Argo is such an entertaining movie that it almost restores one’s faith in the Hollywood studio system. High marks go to screenwriter Chris Terrio (adapting from a magazine article by Joshuah Bearman), who has managed to tell a gripping, dramatic story, while filling it with some of the funniest dialogue you’ll hear in a movie this year. And he mixes them so smoothly that the serious and comedic fit together like pieces of a jigsaw puzzle — never feeling as if they belong in different films. Expertly directed by Ben Affleck — with a stellar, low-key performance from him in the lead role as well –- Argo is based on a true incident. A brief background is given via storyboard-type sketches and a voice-over at the start of the film. In 1979 followers of the Ayatollah Khomeini overthrew the Shah of Iran, replacing the dictatorship with an Islamic Republic. Fifty-two American Embassy workers were taken hostage and weren’t released for 444 days. Six other Embassy workers escaped out the back door and found refuge in the residence of Canada’s Ambassador to Iran.
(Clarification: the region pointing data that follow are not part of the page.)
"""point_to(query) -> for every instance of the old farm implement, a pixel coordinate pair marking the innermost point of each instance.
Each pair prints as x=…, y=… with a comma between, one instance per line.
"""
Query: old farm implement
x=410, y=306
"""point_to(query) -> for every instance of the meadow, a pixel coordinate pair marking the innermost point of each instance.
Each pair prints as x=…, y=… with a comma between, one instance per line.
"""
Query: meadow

The Pentagon and State Department scrambled to come up with a plan to get the six out of Tehran before the militants realized they were missing. The job fell to CIA operative Tony Mendez (Affleck) –- he refers to himself as an “exfil” (presumably an infiltrator who extricates people from dangerous situations, but that’s just a guess) –- and is played by Affleck in what is easily his finest performance to date. His plan — one government official asks wearily, “is that really the best bad idea we have?” — is to pretend the six are members of a Canadian film crew on a location scout in Tehran. Mendez flies to Tehran, passing himself off as the film’s producer.
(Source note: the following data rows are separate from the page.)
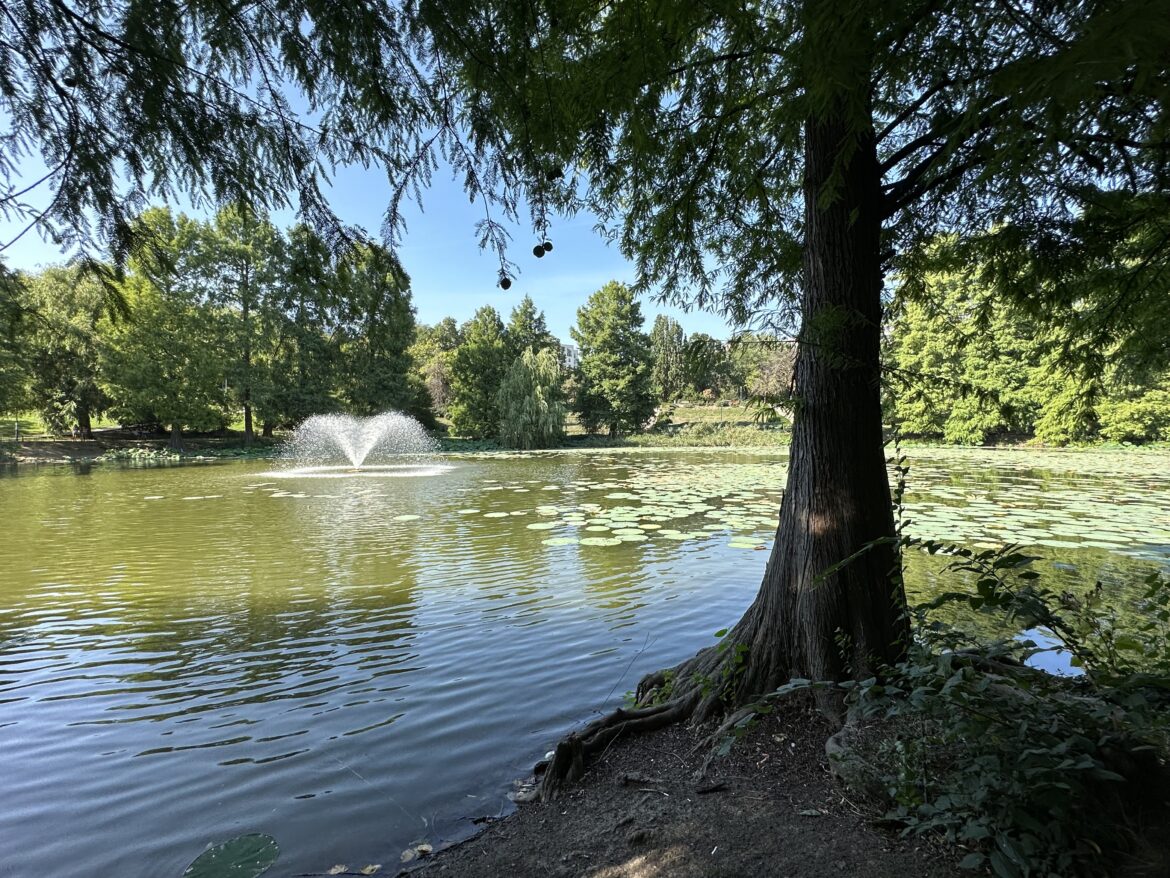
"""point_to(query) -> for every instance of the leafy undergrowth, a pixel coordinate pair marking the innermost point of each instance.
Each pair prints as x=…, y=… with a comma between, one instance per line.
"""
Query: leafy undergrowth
x=1034, y=774
x=1029, y=773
Argo is a smart, clever thriller that is mostly true — Terrio adds a few extra roadblocks for the group to navigate — and it’s funny as hell. The pacing is close to flawless, as the three strands of the story are constantly intercut: the chaos at the CIA and State Department; the fake movie that Affleck concocts with the assistance of director Lester Siegel (Alan Arkin, hilarious) and producer John Goodman (also wonderful); and the actual rescue, once Mendez is in Tehran.

Even knowing how the film ends (it is a true story, after all) doesn’t diminish the nail-biting tension or suspense. One quibble: the six Americans who require rescuing are a dull lot, but the movie isn’t really about them; it’s about Mendez and how he pulls off the impossible. It’s hard to think of a film this year that is as wildly entertaining as this one.